Certainly, in the final years of Holden Commodore and Ford Falcon production, I was aware of people buying these cars with the intention of using them as an investment opportunity – keeping the kilometres low, and hoping to cash in on people’s nostalgia and the lack of new production.

As any art collector will tell you, works by deceased artists fetch a higher price because no more art can be created. And the same seems to be true of cars. The death of Holden and the demise of the Falcon have seemingly set the market for used models skyrocketing.

Looking at Autotrader, I was blown away by the asking price for the last of the Australian-made Holdens. Want a VF Series II SS-V Redline? I hope you’ve been saving your money. At the time of writing there were 290 SS-V for sale, with 14 VF SS-V Redline advertised at more than $80,000, with the highest asking for $99,990.

That’s an impressive level of appreciation in just five years from its original asking price of $58,690 before on-road costs.

Interested in an HSV? Hold onto your wallets because you’ll need more than $200k to get your hands on a low milage example of the final GTSR model. While the W1s are fetching huge dollars at auction due to the extra performance and limited numbers, the GTSR is still seemingly in high demand.
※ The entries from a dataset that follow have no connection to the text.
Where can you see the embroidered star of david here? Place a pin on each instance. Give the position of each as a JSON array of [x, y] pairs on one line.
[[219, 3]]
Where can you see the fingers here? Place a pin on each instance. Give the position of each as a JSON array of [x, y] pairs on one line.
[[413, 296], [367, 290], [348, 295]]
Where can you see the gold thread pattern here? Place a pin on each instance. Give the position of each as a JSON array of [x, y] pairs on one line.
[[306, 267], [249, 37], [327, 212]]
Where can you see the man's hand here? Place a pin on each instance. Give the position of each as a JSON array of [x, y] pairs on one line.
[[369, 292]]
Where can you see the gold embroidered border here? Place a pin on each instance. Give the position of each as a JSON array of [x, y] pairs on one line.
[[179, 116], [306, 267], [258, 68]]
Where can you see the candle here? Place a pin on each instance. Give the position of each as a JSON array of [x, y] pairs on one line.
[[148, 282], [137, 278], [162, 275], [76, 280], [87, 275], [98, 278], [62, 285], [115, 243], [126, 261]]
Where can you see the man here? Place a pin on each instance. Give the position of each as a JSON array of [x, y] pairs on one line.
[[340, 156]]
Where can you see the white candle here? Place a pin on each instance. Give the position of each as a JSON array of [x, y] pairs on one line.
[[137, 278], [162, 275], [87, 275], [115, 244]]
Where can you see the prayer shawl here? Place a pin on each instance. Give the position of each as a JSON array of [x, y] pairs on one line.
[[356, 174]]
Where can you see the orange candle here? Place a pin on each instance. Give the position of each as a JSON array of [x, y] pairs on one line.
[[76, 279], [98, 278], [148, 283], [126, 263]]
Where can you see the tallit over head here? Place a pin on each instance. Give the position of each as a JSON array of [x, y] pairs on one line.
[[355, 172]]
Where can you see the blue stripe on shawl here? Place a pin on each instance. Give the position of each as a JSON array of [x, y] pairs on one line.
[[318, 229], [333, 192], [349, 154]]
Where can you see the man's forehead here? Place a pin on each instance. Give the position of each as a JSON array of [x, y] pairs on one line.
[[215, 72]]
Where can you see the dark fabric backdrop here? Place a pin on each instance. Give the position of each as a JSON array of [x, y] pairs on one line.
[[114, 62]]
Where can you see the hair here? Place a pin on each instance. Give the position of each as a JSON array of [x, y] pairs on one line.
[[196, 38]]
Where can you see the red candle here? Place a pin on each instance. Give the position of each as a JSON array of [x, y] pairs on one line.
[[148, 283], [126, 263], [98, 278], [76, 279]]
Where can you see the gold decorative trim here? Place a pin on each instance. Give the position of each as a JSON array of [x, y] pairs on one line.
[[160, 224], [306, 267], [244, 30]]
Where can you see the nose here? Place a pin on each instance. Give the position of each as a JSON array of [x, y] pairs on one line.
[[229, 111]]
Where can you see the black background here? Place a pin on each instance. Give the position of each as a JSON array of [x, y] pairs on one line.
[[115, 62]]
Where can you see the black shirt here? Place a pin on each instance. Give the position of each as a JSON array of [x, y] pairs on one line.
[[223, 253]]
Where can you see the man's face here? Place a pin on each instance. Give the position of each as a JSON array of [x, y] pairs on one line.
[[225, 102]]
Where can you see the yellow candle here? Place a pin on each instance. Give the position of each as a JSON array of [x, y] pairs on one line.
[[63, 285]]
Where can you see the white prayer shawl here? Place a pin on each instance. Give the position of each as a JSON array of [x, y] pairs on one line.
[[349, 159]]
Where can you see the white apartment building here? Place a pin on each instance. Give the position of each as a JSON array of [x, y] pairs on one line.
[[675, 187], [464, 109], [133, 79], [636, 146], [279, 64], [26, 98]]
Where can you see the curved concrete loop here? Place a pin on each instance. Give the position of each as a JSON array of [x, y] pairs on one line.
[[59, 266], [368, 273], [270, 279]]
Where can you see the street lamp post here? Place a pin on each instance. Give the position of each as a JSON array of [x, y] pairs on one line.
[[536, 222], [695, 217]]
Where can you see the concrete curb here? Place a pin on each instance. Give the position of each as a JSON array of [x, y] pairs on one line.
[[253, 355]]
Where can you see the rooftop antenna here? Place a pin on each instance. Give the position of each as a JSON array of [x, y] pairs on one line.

A low kilometre example, just 47km on the odometer, is asking $299,999, but even with more than 50,000km on the clock you’ll need $239,000. To put that in perspective, a brand-new BMW M5 Competition – a similar-sized sports sedan – is priced from $246,900 (plus on-road costs).

It’s not just Holden’s either. Autotrader was advertising a 2014 FPV GT F 351 for $179,888. That’s enough to buy you almost two and a half examples of the Falcon when it was new (starting at $77,990).

The FPV GT-P has also crept up in price, with six owners trying to sell their examples for more than their original price ($75,990). The high watermark is a 2008 GT-P asking $89,500, that’s an increase of $13,510 for a 13-year-old car.

Even the late model Ford Falcon XR8 are fetching similar to their original prices, in the low $60k range on Autotrader.

What does this all mean? Well, Australia’s love-affair with locally made muscle cars remains strong, even years after they have left.

The price of Holdens in particular speaks to the brand’s strength with its locally-developed Commodore, and indicates why switching the nameplate to an imported model was doomed from the beginning.

Ultimately though, these prices seem unsustainable in the long-term given the sheer volume of relatively low-mileage examples that are available.

Exclusivity is the key to sustained appreciation so thinking that you can buy an $80k SS-V Redline in 2021 and have it be worth $100k or more in 2031 is, at best, a high-risk investment.

Maybe if more people had been willing to pay a premium price for Australian-built cars when they were new, we might still have a car industry?